Canada’s Unions Call for an End to Discriminatory Blood Donation Policies
On May 9, 2019, Canada’s Health Minister Ginette Petitpas Taylor announced a new deferral policy for blood donations from men who have sex with men, effectively reducing the deferral time from one year to three months. This International Day Against Homophobia, Transphobia and Biphobia (IDAHOT), Canada’s unions are calling for an end to discriminatory policies which perpetuate homophobic and transphobic stereotypes and stigma.
“The deferral from one year to three months, while an important step forward, nonetheless continues to perpetuate the homophobic and unscientific concept that the blood of men who have sex with men is somehow unsafe and unfit for donation,” said Larry Rousseau, Executive Vice-President of the Canadian Labour Congress (CLC). “Furthermore, Canadian Blood Services (CBS) also discriminates against trans people by applying similar deferrals of blood donation if they are screened as ‘men who have sex with men’, irrespective of their gender identity.”
Deferral policies for blood donations from ‘men who have sex with men’ first began as a fear-based response to the tragic AIDS epidemic of the 1980s.
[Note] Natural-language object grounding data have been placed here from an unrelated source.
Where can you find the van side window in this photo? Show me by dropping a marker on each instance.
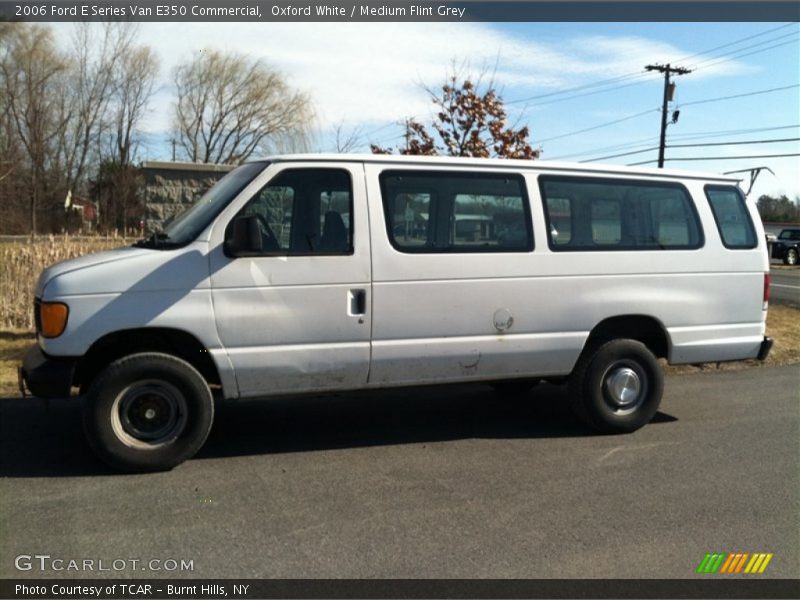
(305, 211)
(428, 211)
(733, 220)
(604, 214)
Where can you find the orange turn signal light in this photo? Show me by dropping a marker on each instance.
(54, 318)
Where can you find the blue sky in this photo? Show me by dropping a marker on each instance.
(367, 76)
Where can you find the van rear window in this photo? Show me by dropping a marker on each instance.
(733, 220)
(603, 214)
(431, 211)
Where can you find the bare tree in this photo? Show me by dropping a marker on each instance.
(229, 107)
(468, 122)
(33, 76)
(134, 85)
(347, 141)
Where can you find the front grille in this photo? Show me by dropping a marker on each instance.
(37, 314)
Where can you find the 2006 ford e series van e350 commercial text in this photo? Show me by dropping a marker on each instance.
(305, 274)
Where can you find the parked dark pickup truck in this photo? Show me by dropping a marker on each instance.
(787, 246)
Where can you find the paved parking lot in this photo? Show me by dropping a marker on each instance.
(433, 482)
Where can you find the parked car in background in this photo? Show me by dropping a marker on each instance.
(786, 246)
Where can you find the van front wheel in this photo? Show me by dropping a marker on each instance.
(148, 412)
(617, 387)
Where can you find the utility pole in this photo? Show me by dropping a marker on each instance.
(668, 89)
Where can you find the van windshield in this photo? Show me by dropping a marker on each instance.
(188, 224)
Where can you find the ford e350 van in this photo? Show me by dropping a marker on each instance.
(306, 274)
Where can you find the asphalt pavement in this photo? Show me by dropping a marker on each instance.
(425, 482)
(785, 285)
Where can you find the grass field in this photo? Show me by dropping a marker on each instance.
(21, 263)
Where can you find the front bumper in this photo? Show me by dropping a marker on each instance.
(47, 376)
(766, 346)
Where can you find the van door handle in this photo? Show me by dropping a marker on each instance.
(358, 302)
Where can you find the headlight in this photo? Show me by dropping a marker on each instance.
(53, 317)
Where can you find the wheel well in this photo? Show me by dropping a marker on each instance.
(642, 328)
(132, 341)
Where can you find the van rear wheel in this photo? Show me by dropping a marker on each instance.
(148, 412)
(617, 387)
(514, 388)
(791, 257)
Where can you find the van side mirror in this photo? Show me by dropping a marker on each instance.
(244, 236)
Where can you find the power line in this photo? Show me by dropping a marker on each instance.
(728, 132)
(640, 74)
(579, 87)
(694, 158)
(734, 143)
(744, 142)
(739, 41)
(756, 93)
(699, 135)
(618, 155)
(734, 57)
(620, 146)
(736, 51)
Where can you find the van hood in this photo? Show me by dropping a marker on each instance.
(116, 270)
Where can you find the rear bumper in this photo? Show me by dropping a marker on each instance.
(766, 346)
(47, 376)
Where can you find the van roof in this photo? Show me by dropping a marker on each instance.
(534, 165)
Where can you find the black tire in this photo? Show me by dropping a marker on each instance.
(790, 258)
(514, 388)
(616, 387)
(148, 412)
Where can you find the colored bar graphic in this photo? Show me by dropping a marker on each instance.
(734, 562)
(742, 561)
(703, 563)
(765, 563)
(728, 563)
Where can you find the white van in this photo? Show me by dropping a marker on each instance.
(306, 274)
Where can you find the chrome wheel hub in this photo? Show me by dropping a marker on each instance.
(623, 387)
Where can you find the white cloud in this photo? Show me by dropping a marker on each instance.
(371, 74)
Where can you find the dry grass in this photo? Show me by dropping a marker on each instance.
(13, 344)
(783, 325)
(22, 262)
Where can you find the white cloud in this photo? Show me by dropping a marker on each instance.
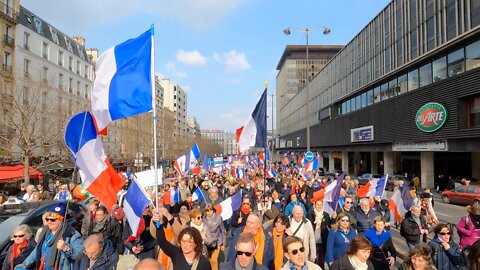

However, there is no conclusive scientific evidence to prove that blood deferrals on the basis of sexuality or gender identity can reduce the transmission of sexually transmitted diseases in blood donations. Therefore, these policies rely on unfounded and discriminatory stereotypes about ‘men who have sex with men’.
The CLC joins calls for CBS to develop and enforce blood donation policies that are evidence and behaviour based, and that do not target one specific aspect of a donor’s identity.
“CBS should review all blood donations based on gender-neutral and behaviour-based screening,” said Larry Rousseau. “It’s time to end a blood ban based on fear and negative stereotypes about men who have sex with men.”